Le 14 juin 2026, la population suisse se prononcera sur l’initiative du chaos de l’UDC visant à limiter fortement l’immigration. C’est avec une fervente détermination que Jeunesse.Suisse, la commission de jeunesse de Travail.Suisse se positionne contre cette initiative dangereuse. Pour les jeunes générations, elle représente une menace pour le financement de nos assurances sociales, pour l’économie et pour la cohésion de notre société. L’immigration fait partie de la réalité économique et sociale de la Suisse. Les personnes qui viennent travailler dans notre pays contribuent à sa prospérité, participent au financement des assurances sociales et occupent des emplois indispensables au bon fonctionnement de nombreux secteurs. L’initiative de l’UDC apporte de fausses réponses à de véritables défis et risque d’aggraver des problèmes déjà existants. C’est pour ces exactes raisons que le NON est un vote indispensable pour la prospérité de notre Suisse.

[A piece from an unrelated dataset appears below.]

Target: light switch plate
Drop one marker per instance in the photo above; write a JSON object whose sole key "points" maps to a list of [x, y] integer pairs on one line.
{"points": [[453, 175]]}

Une économie et des services essentiels qui ont besoin de personnel
La Suisse dépend aujourd’hui de travailleuses et travailleurs venus de l’étranger pour maintenir des prestations essentielles. Selon Luana Sägesser, co-présidente de Jeunesse.Suisse et membre de Hotel & Gastro Union, l’initiative ignore les réalités du marché du travail : « Dans l’hôtellerie-restauration, les soins, l’accompagnement des personnes âgées, ou d’autres activités indispensables à notre quotidien, les travailleuses et travailleurs venus de l’étranger contribuent déjà de manière essentielle au bon fonctionnement de notre société. Réduire fortement l’immigration ne résoudrait pas les difficultés actuelles, mais risquerait au contraire de les accentuer. » Face au vieillissement démographique et aux nombreux départs à la retraite des baby-boomers, la Suisse a besoin de mesures qui renforcent les conditions de travail, la formation et l’intégration professionnelle. Une limitation drastique de l’immigration ne répondrait pas à ces défis et risquerait au contraire de mettre en péril des secteurs déjà sous pression. C’est pourquoi cette approche est erronée : elle ignore à la fois la réalité économique et les dynamiques sociales déjà à l’œuvre.
Garantir les retraites des générations futures
L'initiative du chaos représente une menace pour le financement durable de la prévoyance vieillesse. Pour Anna Furrer, co-présidente de Jeunesse.Suisse, la question du financement de l’AVS est centrale : « Le vieillissement de la population exerce déjà une pression importante sur notre système de prévoyance. Les personnes actives qui immigrent en Suisse travaillent, paient des impôts et cotisent à l’AVS. Elles contribuent ainsi à renforcer le financement de notre premier pilier. Limiter fortement l’immigration reviendrait à fragiliser davantage la sécurité sociale des générations futures. »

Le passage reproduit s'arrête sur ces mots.